Dans un environnement professionnel de plus en plus incertain, les repères traditionnels vacillent. Accélération technologique, pression économique, transformation des métiers et montée en puissance de l’IA bouleversent durablement le travail. Dans ce contexte, les compétences techniques deviennent rapidement obsolètes. À l’inverse, certaines aptitudes s’imposent comme des leviers de performance plus durable. C’est le cas des Human Skills, compétences humaines telles que l’agilité émotionnelle, l’adaptabilité, la pensée critique ou, encore, la résilience.
Pourquoi ces compétences sont-elles devenues centrales pour les DRH et les managers ? Et surtout, comment évaluer la gestion émotionnelle de manière fiable, puis la développer sans tomber dans le subjectif ? Des questions qui ont été posées à Stéphane Pradines, coach professionnel, et celle d’Olivier Leroux, psychologue du travail chez Pearson TalentLens.
Pourquoi la gestion émotionnelle devient un enjeu RH majeur
Les émotions ont longtemps été reléguées à la sphère privée. Dans l’entreprise, la rationalité restait la norme dominante. Pourtant, ce modèle montre aujourd’hui ses limites. Les organisations évoluent dans un monde fragile, anxiogène, non linéaire et incompréhensible.
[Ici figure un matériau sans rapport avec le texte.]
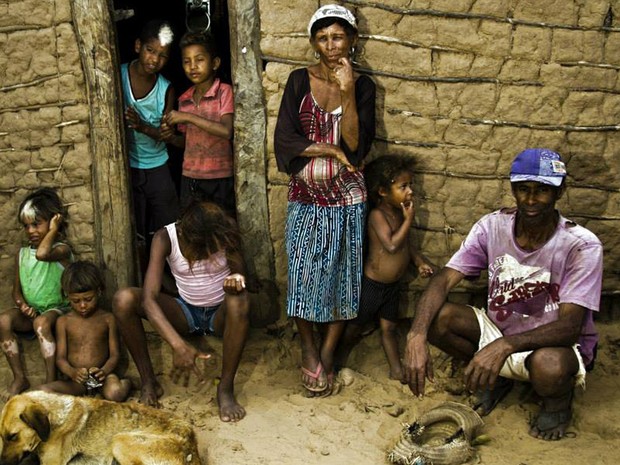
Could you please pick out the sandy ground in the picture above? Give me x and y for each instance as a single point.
(361, 423)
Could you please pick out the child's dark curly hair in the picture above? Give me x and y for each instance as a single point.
(204, 229)
(82, 276)
(204, 39)
(381, 173)
(43, 204)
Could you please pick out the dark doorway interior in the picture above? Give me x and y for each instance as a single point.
(179, 13)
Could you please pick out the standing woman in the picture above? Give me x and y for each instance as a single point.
(325, 127)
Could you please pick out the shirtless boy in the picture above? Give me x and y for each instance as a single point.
(389, 252)
(88, 344)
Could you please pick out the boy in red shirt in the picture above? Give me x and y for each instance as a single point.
(205, 119)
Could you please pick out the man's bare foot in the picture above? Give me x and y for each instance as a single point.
(553, 419)
(230, 410)
(151, 392)
(397, 374)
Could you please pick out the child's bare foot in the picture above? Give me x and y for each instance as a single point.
(553, 419)
(18, 386)
(151, 392)
(230, 410)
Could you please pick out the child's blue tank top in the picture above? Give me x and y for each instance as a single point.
(145, 152)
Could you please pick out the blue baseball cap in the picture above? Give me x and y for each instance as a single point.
(538, 165)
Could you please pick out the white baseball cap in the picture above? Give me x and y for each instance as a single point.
(332, 11)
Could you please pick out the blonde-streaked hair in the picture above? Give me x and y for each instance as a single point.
(204, 229)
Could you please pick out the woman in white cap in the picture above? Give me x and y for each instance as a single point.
(325, 127)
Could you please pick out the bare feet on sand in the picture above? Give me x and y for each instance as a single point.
(230, 410)
(151, 392)
(397, 374)
(553, 419)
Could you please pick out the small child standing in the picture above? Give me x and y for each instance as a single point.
(205, 118)
(36, 289)
(389, 252)
(87, 338)
(203, 250)
(148, 96)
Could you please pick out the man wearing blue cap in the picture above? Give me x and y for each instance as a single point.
(544, 283)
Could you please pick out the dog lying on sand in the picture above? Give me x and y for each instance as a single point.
(61, 429)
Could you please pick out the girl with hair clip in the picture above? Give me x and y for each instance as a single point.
(203, 251)
(37, 292)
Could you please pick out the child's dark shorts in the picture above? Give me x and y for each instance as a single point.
(199, 319)
(378, 299)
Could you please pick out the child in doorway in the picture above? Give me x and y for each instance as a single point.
(36, 289)
(389, 252)
(205, 119)
(88, 342)
(148, 96)
(203, 251)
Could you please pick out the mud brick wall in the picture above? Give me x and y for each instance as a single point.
(44, 124)
(463, 86)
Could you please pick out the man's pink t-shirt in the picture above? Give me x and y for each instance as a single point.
(207, 156)
(527, 287)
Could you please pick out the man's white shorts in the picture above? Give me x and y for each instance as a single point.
(514, 367)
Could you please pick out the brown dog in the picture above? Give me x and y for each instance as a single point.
(61, 429)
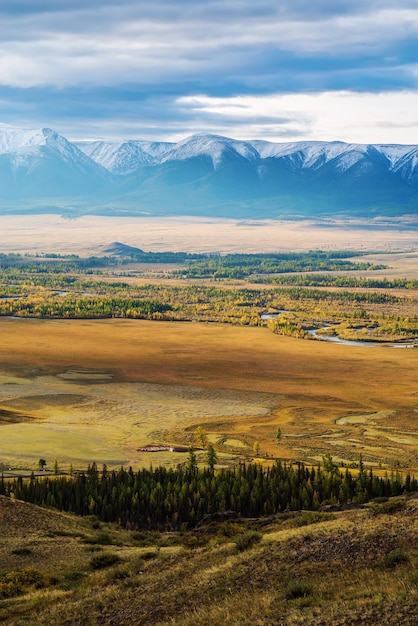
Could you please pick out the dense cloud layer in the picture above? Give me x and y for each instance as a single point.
(137, 68)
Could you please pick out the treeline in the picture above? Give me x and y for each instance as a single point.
(176, 499)
(329, 280)
(76, 308)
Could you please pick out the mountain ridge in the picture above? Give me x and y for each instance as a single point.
(206, 174)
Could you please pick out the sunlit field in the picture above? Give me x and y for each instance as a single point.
(79, 391)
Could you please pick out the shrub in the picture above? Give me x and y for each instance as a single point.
(102, 539)
(247, 540)
(306, 518)
(414, 578)
(395, 558)
(298, 590)
(104, 560)
(22, 551)
(388, 507)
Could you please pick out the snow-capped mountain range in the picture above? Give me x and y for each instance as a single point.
(205, 174)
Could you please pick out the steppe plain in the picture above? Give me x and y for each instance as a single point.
(98, 390)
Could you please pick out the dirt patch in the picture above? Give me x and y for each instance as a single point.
(14, 417)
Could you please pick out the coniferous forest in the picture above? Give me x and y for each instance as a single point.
(177, 499)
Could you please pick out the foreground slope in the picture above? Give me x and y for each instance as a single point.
(358, 566)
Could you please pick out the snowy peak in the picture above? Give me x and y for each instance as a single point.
(125, 157)
(220, 150)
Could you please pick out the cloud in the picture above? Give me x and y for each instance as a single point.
(327, 116)
(138, 68)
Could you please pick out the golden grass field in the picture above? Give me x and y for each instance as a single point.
(91, 235)
(357, 567)
(79, 391)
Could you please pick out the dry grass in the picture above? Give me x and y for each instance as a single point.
(333, 572)
(98, 390)
(91, 235)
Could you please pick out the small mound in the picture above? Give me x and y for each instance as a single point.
(121, 250)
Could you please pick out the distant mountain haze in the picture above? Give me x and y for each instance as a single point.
(209, 175)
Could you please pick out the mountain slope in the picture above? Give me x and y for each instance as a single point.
(349, 567)
(206, 175)
(42, 163)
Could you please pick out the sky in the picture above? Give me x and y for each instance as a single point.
(279, 70)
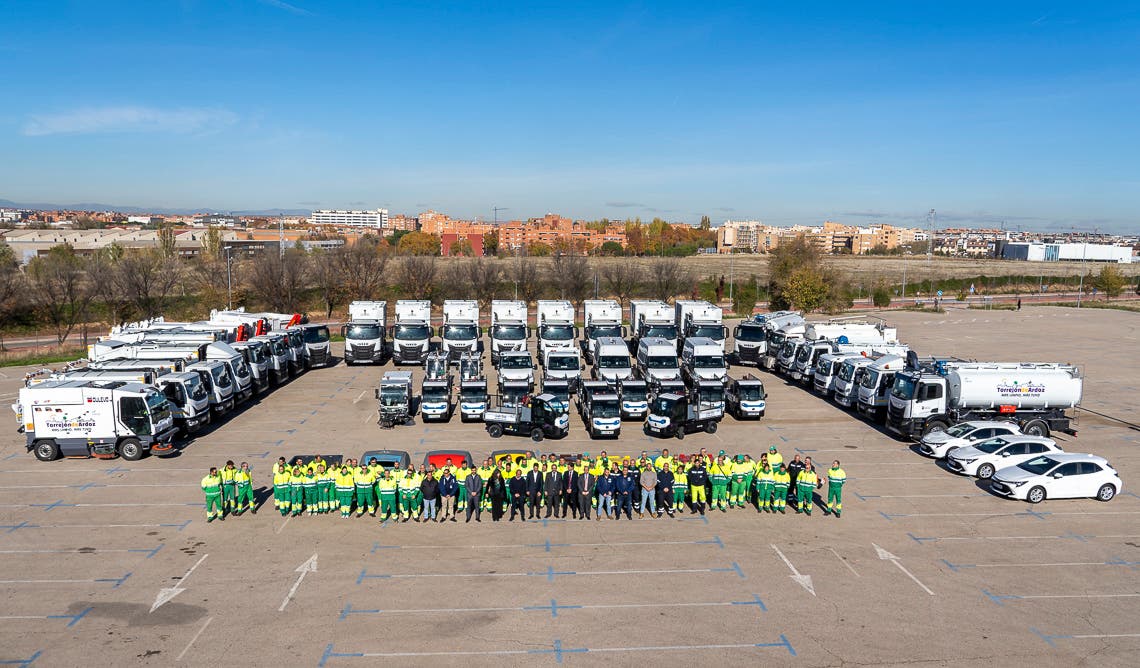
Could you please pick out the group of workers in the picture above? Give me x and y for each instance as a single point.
(581, 487)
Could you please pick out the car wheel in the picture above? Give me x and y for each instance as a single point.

Dans ce contexte, la gestion émotionnelle devient un facteur clé d’employabilité. Elle conditionne la capacité à s’adapter, apprendre et absorber le changement.
Comme l’a souligné Stéphane Pradines, les compétences humaines n’ont rien de nouveau. Mais leur importance devient critique face à l’obsolescence accélérée des hard skills. La qualité du lien constitue un deuxième enjeu majeur. Engagement, coopération et confiance reposent largement sur des compétences émotionnelles et relationnelles.
Enfin, la santé mentale s’impose comme un sujet central. Burn-out, désengagement et absentéisme interrogent directement la capacité à réguler les émotions. Apprendre à identifier, comprendre et réguler ses émotions permet de se préserver. Mais aussi de maintenir une dynamique collective plus saine.
Travailler les Human Skills, c’est investir à la fois dans l’employabilité, la qualité du lien et la santé mentale.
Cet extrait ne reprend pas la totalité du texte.